Royal Orchid Hotels is expanding its hotel business to other cities. At the current valuations the company seems to be an attractive buy for long term investors
ROYAL Orchid Hotels is a leading mid-size hospitality company that began its operations in 1973 in Bangalore. The company, along with its subsidiaries, joint ventures and associate companies today operates 13 hotels with over 1,050 rooms across seven locations — five in Bangalore, two each in Mysore and Pune and one each in Hyderabad, Jaipur, Goa and Ahmedabad. It has four different brands – Royal Orchid (five-star business hotel), Royal Orchid Central (four-star business hotel), Royal Orchid Suites (four-star extended stay hotel) and Royal Orchid Resorts.
BUSINESS POTENTIAL: Booming in the information technology (IT) sector in the 90s till early 2000 helped hotel players having presence in IT hubs, such as Bangalore, Hyderabad, make flourishing business due to increase in business travels. Among the few players, which have presence in Bangalore, Royal Orchid Hotels emerged as the chief beneficiary of the business travel to the IT city. The company came out with its initial public offering in 2006 and since then, it has expanded its base to Ahemdabad, Pune, Mumbai, and Goa. Though these cities are not specifically considered as IT hubs, the company wants to de-risk its dependence for growth on the IT sector. The company would explore into three more cities —Jaipur, Hyderabad, and Delhi—FY11. The expansion has come at a time when occupancies at most destinations have shown an improvement. In the December quarter itself, the company’s occupancy levels have bounced back to 50-70% from lows of 30-40% in the June 2009 quarter. In the December 09 quarter, occupancy rates in Bangalore increased from 52% to 55%, Pune from 70% to 74%, Mysore 58% to 68%, Jaipur from 65% to 75% and Goa from 35% to 59% on a quarter on quarter basis. It is reported that post-expansion the company’s dependence on Bangalore would drop from the current 56% (of its revenues) to 31% the year ending March 2012. Most of these destinations the company has been associated with have been combinations of management contract, joint venture (with property owners, developers), lease and single ownership.
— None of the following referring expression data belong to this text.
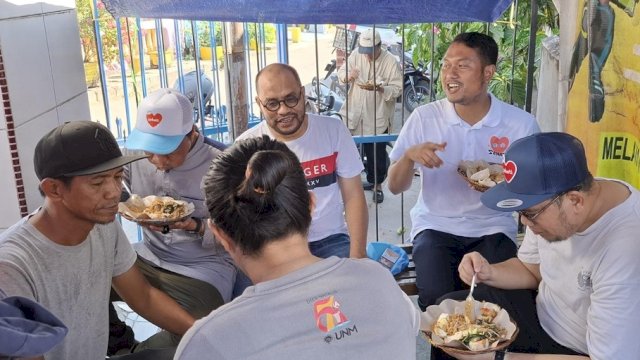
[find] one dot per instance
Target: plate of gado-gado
(480, 174)
(155, 210)
(446, 327)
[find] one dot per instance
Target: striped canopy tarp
(313, 11)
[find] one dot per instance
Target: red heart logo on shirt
(154, 119)
(499, 144)
(510, 169)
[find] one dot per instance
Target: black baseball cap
(78, 148)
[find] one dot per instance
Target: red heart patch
(510, 169)
(499, 144)
(154, 119)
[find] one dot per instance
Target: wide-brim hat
(536, 168)
(368, 40)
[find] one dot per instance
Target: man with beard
(68, 253)
(329, 159)
(577, 268)
(470, 124)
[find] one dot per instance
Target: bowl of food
(446, 327)
(155, 210)
(481, 175)
(369, 85)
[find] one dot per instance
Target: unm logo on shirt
(498, 145)
(331, 320)
(320, 172)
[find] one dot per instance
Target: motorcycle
(416, 83)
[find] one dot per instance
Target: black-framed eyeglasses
(274, 105)
(532, 215)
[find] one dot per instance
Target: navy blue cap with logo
(536, 168)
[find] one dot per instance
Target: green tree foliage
(429, 43)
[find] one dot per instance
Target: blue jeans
(437, 255)
(333, 245)
(242, 282)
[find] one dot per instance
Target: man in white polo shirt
(470, 124)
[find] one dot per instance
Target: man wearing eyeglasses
(329, 159)
(580, 253)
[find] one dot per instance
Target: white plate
(133, 208)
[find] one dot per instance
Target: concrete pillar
(42, 85)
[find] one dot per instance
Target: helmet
(191, 87)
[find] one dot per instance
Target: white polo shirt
(446, 202)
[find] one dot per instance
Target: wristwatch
(198, 226)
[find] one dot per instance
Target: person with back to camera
(470, 124)
(301, 306)
(329, 158)
(182, 258)
(371, 109)
(574, 288)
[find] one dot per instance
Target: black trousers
(377, 162)
(521, 306)
(437, 255)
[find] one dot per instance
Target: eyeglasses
(274, 105)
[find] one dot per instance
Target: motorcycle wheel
(422, 95)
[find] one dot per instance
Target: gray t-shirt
(588, 297)
(335, 308)
(73, 282)
(180, 251)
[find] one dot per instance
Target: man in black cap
(68, 253)
(573, 289)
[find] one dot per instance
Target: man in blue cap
(69, 253)
(573, 289)
(181, 258)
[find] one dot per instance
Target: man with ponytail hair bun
(301, 306)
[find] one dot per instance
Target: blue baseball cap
(27, 329)
(164, 118)
(537, 168)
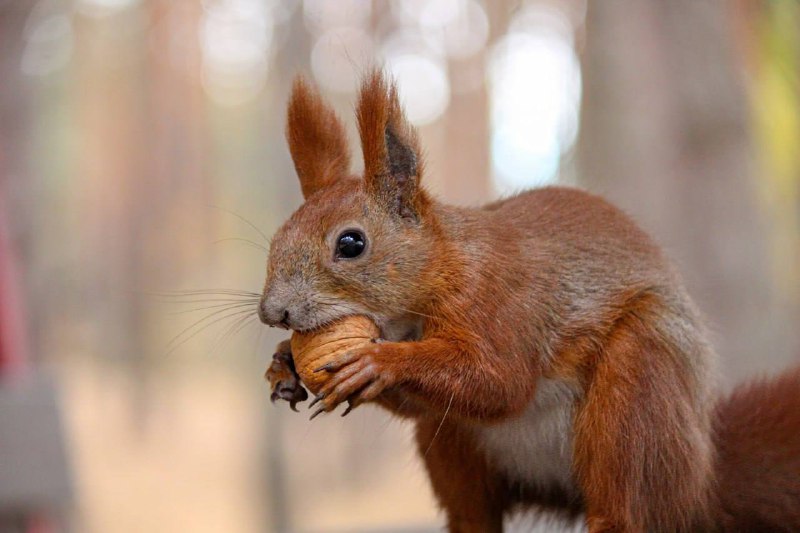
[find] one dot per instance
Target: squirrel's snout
(273, 315)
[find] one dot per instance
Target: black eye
(350, 244)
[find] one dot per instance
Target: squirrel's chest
(536, 448)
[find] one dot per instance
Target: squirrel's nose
(273, 315)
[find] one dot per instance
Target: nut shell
(313, 349)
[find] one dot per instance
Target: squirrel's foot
(359, 377)
(283, 378)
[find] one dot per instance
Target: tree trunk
(666, 135)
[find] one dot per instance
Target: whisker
(243, 240)
(231, 330)
(231, 306)
(438, 429)
(205, 292)
(172, 346)
(240, 217)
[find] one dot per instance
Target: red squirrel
(543, 345)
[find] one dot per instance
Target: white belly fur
(536, 447)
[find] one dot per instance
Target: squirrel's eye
(350, 244)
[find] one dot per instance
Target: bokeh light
(534, 76)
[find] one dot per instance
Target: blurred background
(143, 168)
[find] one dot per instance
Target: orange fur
(317, 139)
(543, 344)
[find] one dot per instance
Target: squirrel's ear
(392, 157)
(317, 139)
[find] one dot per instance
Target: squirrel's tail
(757, 433)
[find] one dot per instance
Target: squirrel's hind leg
(460, 478)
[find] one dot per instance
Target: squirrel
(544, 346)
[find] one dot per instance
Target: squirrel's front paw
(358, 377)
(283, 378)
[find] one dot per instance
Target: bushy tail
(758, 442)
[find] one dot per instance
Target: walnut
(312, 350)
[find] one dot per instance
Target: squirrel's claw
(358, 378)
(283, 378)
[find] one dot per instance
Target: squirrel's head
(358, 245)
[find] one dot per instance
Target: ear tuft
(392, 156)
(317, 139)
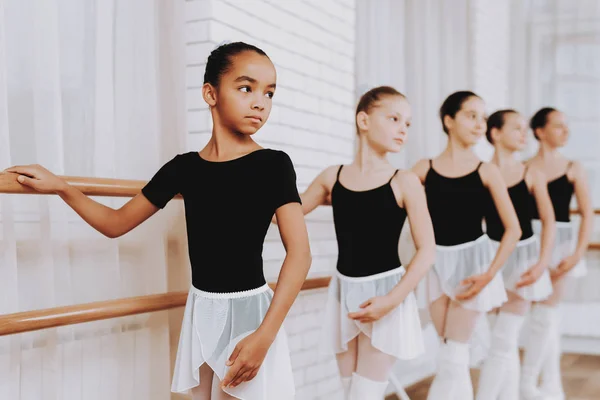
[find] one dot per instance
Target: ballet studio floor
(581, 379)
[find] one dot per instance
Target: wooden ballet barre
(106, 187)
(578, 211)
(70, 315)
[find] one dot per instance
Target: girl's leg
(455, 326)
(373, 368)
(542, 348)
(347, 365)
(217, 393)
(438, 311)
(551, 377)
(499, 377)
(202, 391)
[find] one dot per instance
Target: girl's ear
(209, 93)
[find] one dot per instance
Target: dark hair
(369, 99)
(453, 104)
(540, 119)
(220, 60)
(497, 120)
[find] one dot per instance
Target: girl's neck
(504, 157)
(368, 159)
(225, 144)
(456, 150)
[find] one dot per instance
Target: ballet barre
(75, 314)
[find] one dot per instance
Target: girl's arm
(492, 178)
(250, 352)
(412, 198)
(539, 188)
(108, 221)
(584, 203)
(317, 193)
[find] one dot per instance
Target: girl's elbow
(517, 232)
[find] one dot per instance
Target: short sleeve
(286, 190)
(165, 184)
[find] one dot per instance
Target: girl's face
(469, 123)
(555, 132)
(244, 96)
(386, 124)
(513, 135)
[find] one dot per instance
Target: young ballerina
(525, 273)
(464, 282)
(231, 344)
(564, 178)
(371, 318)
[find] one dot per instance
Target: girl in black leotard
(565, 178)
(372, 317)
(231, 343)
(525, 273)
(464, 282)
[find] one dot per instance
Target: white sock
(551, 385)
(543, 322)
(501, 358)
(366, 389)
(453, 379)
(346, 381)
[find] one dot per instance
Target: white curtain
(422, 48)
(87, 88)
(556, 62)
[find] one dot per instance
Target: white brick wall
(312, 46)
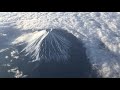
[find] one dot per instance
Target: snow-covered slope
(99, 31)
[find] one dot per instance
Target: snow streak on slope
(100, 32)
(42, 46)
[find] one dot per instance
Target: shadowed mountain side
(76, 66)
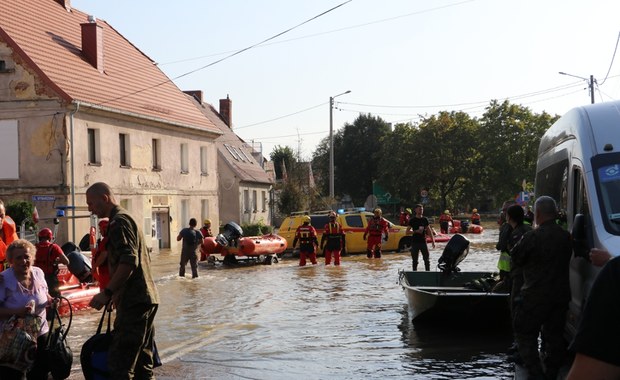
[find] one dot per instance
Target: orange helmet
(46, 233)
(103, 225)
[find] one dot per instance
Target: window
(156, 146)
(9, 150)
(246, 200)
(204, 209)
(184, 213)
(204, 151)
(184, 159)
(123, 143)
(94, 155)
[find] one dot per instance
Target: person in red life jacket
(101, 271)
(8, 234)
(205, 230)
(475, 217)
(47, 257)
(376, 231)
(444, 222)
(306, 235)
(334, 235)
(419, 226)
(404, 217)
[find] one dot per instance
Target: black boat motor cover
(232, 231)
(455, 251)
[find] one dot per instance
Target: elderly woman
(22, 286)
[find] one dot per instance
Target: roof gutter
(77, 108)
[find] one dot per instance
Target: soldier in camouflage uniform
(543, 257)
(131, 289)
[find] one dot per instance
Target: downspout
(72, 171)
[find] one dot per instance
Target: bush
(20, 211)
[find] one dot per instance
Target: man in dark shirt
(543, 257)
(131, 289)
(420, 228)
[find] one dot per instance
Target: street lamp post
(331, 143)
(590, 83)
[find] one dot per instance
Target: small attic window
(3, 68)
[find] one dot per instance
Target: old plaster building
(244, 185)
(80, 104)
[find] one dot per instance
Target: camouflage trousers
(131, 352)
(545, 318)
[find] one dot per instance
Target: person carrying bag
(59, 354)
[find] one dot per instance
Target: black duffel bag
(57, 352)
(94, 354)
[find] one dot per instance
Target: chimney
(92, 43)
(65, 3)
(226, 111)
(197, 94)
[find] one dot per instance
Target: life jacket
(333, 230)
(306, 234)
(10, 235)
(376, 226)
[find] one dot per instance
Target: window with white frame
(204, 209)
(94, 153)
(156, 147)
(246, 200)
(123, 144)
(184, 213)
(184, 158)
(9, 149)
(204, 160)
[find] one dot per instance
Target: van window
(553, 182)
(319, 221)
(354, 221)
(606, 169)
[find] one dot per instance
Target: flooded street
(315, 322)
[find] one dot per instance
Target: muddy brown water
(316, 322)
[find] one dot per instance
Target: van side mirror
(581, 248)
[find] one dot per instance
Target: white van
(579, 166)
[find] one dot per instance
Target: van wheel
(404, 245)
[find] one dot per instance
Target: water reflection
(316, 322)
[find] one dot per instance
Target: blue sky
(399, 58)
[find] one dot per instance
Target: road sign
(43, 198)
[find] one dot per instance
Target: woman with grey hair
(23, 292)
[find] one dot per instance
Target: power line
(228, 56)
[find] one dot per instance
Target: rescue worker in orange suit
(7, 235)
(475, 217)
(306, 235)
(376, 230)
(205, 230)
(334, 235)
(404, 217)
(444, 222)
(47, 257)
(100, 256)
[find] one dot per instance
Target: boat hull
(435, 296)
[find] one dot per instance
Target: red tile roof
(48, 38)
FINANCIALS: The company’s revenues in the past four years have grown at a compounded annual growth rate (CAGR) of 24%. Its operating profit has grown at a CAGR of around 13% in the past four years. A factor that would continue to form an important part of its revenue is the foreign exchange earnings. Many expatriates, IT professionals provide the company with earnings in foreign exchange (especially dollar). In fact, as of FY09, earnings from foreign earnings (Rs 47 crore) for the company account for 50% of total sales (Rs 94 crore).
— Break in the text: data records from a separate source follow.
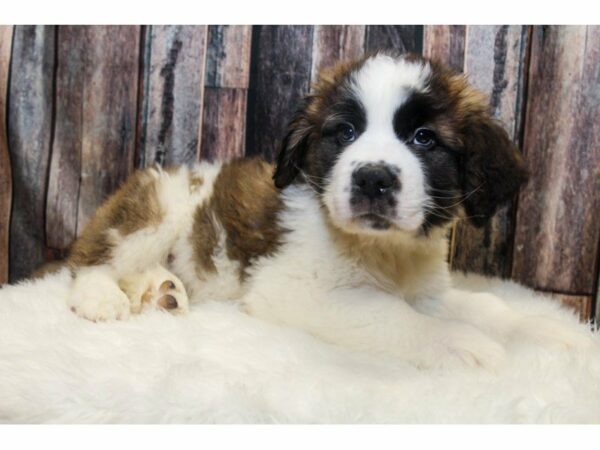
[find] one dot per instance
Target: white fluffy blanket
(219, 365)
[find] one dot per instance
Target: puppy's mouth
(374, 221)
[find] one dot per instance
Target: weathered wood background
(81, 107)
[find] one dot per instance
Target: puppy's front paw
(459, 345)
(156, 288)
(97, 297)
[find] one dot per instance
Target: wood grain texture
(228, 56)
(557, 232)
(65, 164)
(495, 62)
(582, 304)
(279, 77)
(332, 43)
(226, 90)
(94, 138)
(6, 33)
(404, 38)
(445, 43)
(172, 95)
(29, 135)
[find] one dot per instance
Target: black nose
(374, 180)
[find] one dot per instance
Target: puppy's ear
(493, 168)
(293, 148)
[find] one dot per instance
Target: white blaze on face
(382, 86)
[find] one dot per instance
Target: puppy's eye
(346, 134)
(424, 138)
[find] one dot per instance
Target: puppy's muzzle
(374, 188)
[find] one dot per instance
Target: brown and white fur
(349, 242)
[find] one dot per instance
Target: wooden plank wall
(81, 107)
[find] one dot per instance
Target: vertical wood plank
(582, 304)
(29, 135)
(404, 38)
(225, 93)
(495, 62)
(172, 95)
(65, 163)
(94, 137)
(279, 76)
(445, 43)
(6, 33)
(228, 56)
(332, 43)
(557, 230)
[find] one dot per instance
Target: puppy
(345, 238)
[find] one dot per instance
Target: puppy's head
(399, 143)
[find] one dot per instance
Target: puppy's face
(395, 143)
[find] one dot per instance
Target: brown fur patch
(246, 205)
(204, 240)
(133, 207)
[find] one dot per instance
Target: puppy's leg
(493, 315)
(369, 320)
(155, 288)
(125, 243)
(96, 296)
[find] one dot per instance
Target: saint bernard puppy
(344, 238)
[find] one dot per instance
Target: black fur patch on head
(311, 146)
(472, 163)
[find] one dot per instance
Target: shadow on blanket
(219, 365)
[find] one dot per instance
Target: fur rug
(219, 365)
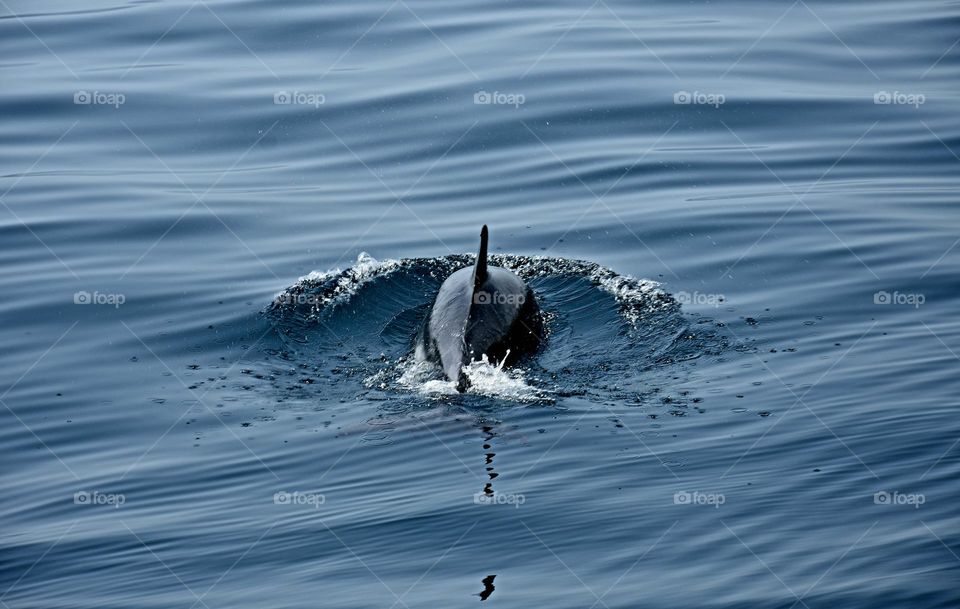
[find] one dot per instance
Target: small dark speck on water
(488, 587)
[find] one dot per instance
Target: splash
(486, 379)
(329, 289)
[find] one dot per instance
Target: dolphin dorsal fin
(480, 268)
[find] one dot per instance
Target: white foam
(487, 379)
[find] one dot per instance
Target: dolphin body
(480, 310)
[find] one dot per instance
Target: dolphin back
(480, 310)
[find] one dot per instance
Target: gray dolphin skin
(480, 310)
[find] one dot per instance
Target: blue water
(764, 414)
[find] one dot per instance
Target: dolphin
(480, 310)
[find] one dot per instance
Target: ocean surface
(221, 222)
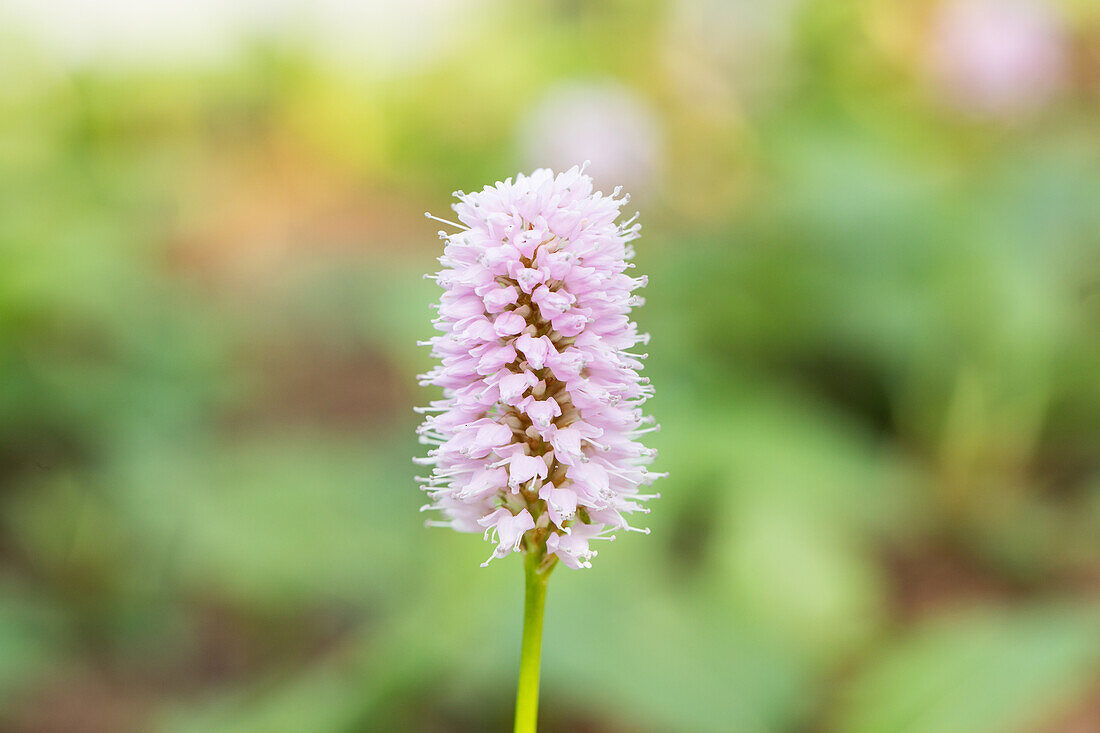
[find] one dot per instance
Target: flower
(536, 435)
(998, 57)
VALUATION : On the valuation front, currently, the company is trading at price to earning multiple of around 26 times and almost at it book value. This is much cheaper than its peers Taj GVK Hotels, which is trading a P/E of 30x and nearly three times its book value. The company is on an expansion mode. It plans to invest around Rs 500 crore to double the number of hotels by FY12. The company may use the IPO proceedings to fund its expansion plans. It will take around two to three years for these investments to translate into good numbers for the company. With this expansion, the market is likely to rerate the company as its fortunes will no longer be tied to the fate of Indian IT industry. Long term investors are advised to accumulate the stock at current level.